A closer look shows that it features an uncommon signed attribute: 1.3.6.1.4.1.11591.2.2.2 which is also known as wellKnownPrivateKey (this OID is below the GNU arc). GPGSM (GnuPG’s S/MIME tool) recognizes this attribute, skips the check for trusted root certificates, and return an non-trusted error when operating in the standard validation models (shell and chain). Only in the steed validation model it does not return an error, this is because that model does not care about the certificate chain, but solely bases its validation result on the fingerprint of the certificate. In the steed model the whole certificate rummage is only used to convince existing software that it sees a real certificate. This allows to use existing software to store and transport such certificates. In GnuPG, this special root certificate makes it easier to handle certificates for the STEED system; without it GnuPG would need to make sure that all certificates used by the STEED system carry a special attribute, identifying them as STEED certificates.
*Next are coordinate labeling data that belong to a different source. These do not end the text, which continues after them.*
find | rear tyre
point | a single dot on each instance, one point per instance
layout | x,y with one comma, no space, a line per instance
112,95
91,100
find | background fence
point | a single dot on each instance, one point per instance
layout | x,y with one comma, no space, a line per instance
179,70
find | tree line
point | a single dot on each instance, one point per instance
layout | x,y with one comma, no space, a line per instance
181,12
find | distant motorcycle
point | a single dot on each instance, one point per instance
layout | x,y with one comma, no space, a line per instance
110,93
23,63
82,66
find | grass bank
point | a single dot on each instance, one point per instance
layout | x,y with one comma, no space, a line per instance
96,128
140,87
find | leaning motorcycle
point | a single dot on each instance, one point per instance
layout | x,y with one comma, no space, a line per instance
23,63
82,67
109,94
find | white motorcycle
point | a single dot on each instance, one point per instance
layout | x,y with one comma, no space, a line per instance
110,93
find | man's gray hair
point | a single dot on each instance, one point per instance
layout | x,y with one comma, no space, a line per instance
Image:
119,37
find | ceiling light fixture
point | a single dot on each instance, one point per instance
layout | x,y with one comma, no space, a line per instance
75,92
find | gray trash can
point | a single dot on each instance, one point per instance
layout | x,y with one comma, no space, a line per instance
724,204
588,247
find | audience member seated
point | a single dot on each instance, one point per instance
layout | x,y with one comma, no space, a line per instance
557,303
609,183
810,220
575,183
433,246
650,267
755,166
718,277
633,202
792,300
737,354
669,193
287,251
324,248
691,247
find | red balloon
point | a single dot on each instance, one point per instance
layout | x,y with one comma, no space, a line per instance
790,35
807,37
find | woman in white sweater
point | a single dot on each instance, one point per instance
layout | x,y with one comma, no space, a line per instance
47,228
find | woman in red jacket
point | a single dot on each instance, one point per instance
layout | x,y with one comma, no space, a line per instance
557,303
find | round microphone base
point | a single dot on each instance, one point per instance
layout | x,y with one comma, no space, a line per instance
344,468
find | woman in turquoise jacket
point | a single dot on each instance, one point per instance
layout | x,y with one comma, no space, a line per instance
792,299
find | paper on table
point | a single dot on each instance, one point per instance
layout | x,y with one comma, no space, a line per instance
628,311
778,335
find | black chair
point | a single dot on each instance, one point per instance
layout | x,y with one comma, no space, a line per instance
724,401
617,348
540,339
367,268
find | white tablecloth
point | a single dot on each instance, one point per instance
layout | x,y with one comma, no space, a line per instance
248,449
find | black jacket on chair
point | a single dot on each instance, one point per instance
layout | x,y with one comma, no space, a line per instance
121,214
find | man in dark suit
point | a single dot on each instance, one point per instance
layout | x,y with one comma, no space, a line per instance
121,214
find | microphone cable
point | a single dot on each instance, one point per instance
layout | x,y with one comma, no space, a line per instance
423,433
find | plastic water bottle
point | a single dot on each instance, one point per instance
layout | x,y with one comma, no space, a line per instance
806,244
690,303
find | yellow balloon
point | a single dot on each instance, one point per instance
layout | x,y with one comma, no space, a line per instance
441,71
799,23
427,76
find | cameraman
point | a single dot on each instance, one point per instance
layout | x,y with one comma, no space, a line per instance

The solution with a special root is a bit cleaner. It also makes some fun of the existing public PKIs.

In case you wonder whether there is something special with the private key of this nonthority, check yourself: Build libgcrypt and run tests/prime --42.

Yet another attempt to keep a blog

14 June 2011 2:00 AM (en)

Having always preferred static web pages, it might now be worth to checkout whether GIT and Guile are able to change my mind. Let’s see whether Andy’s tekuti makes the difference. I plan to post short blurbs once in a while. For extra fun and as an incentive to get away from Legacy IP, this server has only an AAAA record in the DNS.